I rang the bell. Almost a minute later the door opened and an elderly woman stood in the doorway. She was wearing an apron and wiping her hands on a blue towel.
‘Hello.’
‘I’m looking for Giorgio Gregori.’
‘And you are?’
‘Castagnetti. I’m a private detective.’
‘My brother’s very frail. He’s not really up to seeing visitors.’
‘A young girl’s life is in danger.’
She frowned, looking at me as if she suspected it was some kind of wind-up. ‘What girl?’
‘Can I come in?’
She held the door open, looking at me as I moved past her and into the hallway. It was the kind of place that was furnished entirely with antiques. There were large oil paintings with curling gold-leaf frames‚ scratched mirrors above marble mantlepieces‚ an oak table with a row of reclining, embossed invitations.

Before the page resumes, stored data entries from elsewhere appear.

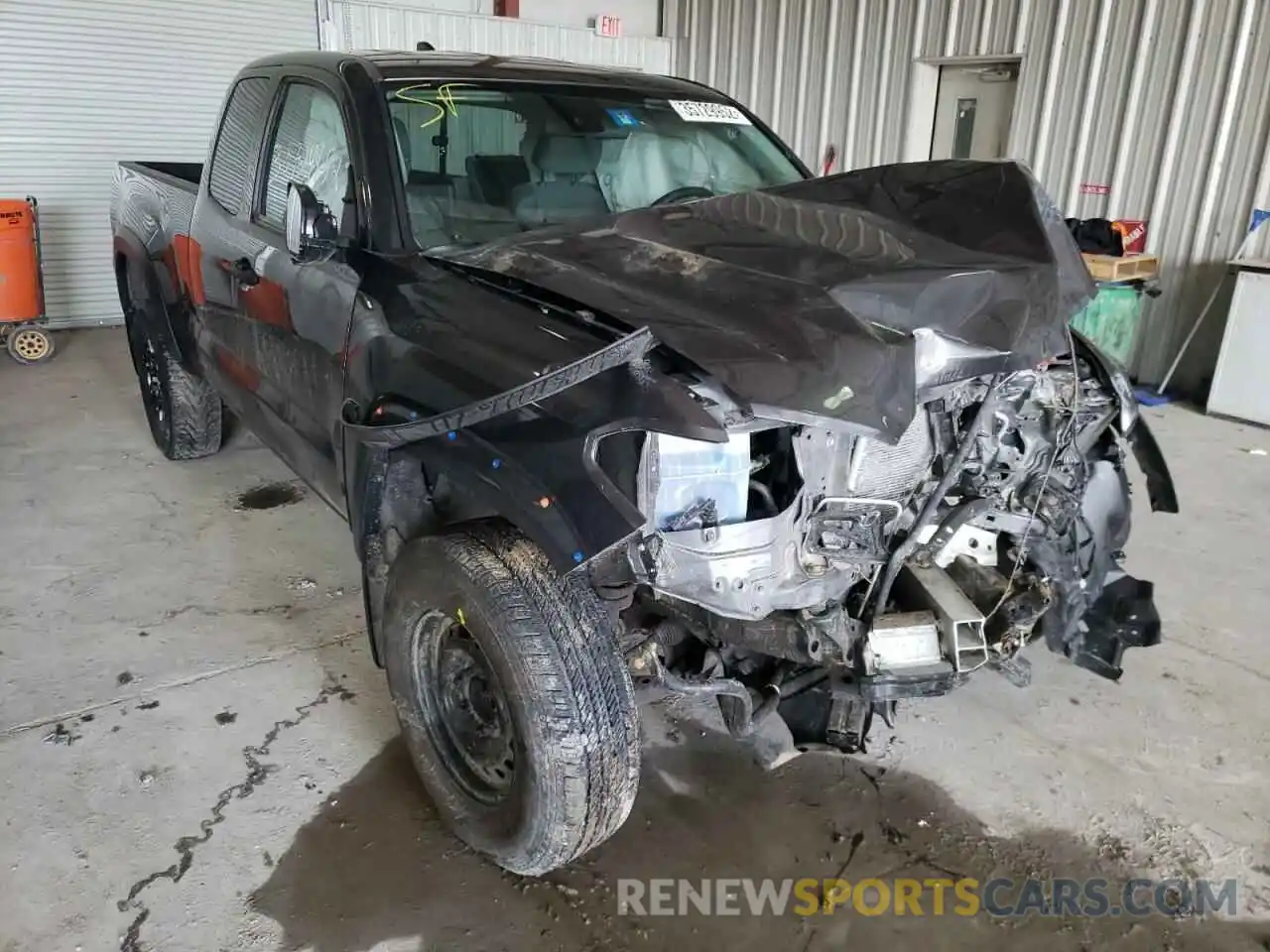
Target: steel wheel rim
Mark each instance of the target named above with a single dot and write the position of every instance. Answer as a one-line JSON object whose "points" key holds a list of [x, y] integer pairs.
{"points": [[153, 388], [465, 707], [30, 344]]}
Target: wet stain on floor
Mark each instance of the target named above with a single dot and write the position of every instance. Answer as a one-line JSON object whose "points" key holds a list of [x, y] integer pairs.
{"points": [[270, 495], [375, 866]]}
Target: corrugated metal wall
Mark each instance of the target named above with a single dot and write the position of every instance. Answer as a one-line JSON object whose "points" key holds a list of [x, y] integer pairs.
{"points": [[399, 24], [85, 84], [1166, 100]]}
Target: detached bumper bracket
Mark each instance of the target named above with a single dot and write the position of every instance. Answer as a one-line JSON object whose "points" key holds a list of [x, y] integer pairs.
{"points": [[1124, 616]]}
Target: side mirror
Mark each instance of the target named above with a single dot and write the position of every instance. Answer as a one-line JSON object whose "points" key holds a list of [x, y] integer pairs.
{"points": [[312, 230]]}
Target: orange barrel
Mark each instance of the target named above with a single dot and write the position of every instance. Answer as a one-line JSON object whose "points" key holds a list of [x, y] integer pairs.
{"points": [[19, 262]]}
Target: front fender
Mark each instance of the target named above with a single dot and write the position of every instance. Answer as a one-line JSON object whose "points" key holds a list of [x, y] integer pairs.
{"points": [[1142, 440], [148, 294]]}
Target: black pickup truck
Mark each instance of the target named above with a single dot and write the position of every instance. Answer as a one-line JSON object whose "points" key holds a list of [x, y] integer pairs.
{"points": [[611, 390]]}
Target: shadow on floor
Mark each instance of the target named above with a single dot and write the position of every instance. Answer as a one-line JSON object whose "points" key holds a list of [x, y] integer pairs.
{"points": [[376, 867]]}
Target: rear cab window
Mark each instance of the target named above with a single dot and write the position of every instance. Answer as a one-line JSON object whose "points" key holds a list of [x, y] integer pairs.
{"points": [[309, 146], [238, 143]]}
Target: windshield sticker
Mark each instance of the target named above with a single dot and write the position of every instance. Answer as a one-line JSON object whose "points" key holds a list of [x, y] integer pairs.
{"points": [[691, 111], [622, 117]]}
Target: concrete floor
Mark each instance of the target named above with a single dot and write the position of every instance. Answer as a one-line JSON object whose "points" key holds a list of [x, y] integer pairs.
{"points": [[234, 780]]}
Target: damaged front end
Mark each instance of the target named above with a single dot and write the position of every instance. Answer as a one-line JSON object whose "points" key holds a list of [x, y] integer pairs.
{"points": [[843, 574], [842, 449]]}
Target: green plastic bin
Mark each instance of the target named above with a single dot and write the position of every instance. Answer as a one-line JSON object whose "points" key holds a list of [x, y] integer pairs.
{"points": [[1111, 317]]}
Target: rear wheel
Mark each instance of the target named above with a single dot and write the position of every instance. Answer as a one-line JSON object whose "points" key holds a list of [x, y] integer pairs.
{"points": [[513, 699], [182, 409]]}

‘This was my parents’ house,’ the woman said. ‘Giorgio has lived here ever since they passed aw
ay in the 1970s. I’ve been looking after him since he fell ill.’
‘And you’re his sister?’
‘Mariangela Gregori,’ she held out a hand. ‘Who is this girl who is missing? I’m sure Giorgio can’t help you. He’s barely left his bedroom for the last year.’
I stared at her kind face, wondering how much she knew about her brother.
‘Coffee?’
We went into the kitchen and she went through the habitual motions: water, granules, heat. She asked me a couple of courteous questions as we waited for it to bubble up to the top chamber. When it hissed its arrival, she poured it out and led me through to a dining room. We sat on the corner of a huge, rectangular table surrounded by cabinets of silver bowls and decorated dishes.
‘My brother hasn’t got long,’ she said.
‘I won’t need long,’ I said.
‘I mean, he won’t be with us much longer. He was diagnosed with emphysema years ago and is slowly going downhill.’
‘I’m sorry.’
‘He’s always been so active, so strong. It’s strange to see him lying there all day, barely able to feed himself.’
‘He had a very successful career,’ I said vaguely.
She nodded. ‘He did. He was always being asked to chair this or that. People knew he was reliable.’
I smiled at the irony. Reliability was what got you work in this country. You had to do what you were told, making little compromises all the way to the top until, if you got there yourself, you had made so many compromises that you had to start forcing other people to make them to cover up your tracks.
‘Didn’t he work for Teleshare a long time ago?’ I asked innocently.
‘He set it up,’ she said. ‘Before then, there was no trustworthy measure of public taste. He was the first to devise a system to measure audience figures scientifically.’
She was clearly the sort of sister who idolised her older brother. I didn’t want to burst her bubble, but I was facing a race against time to find Simona.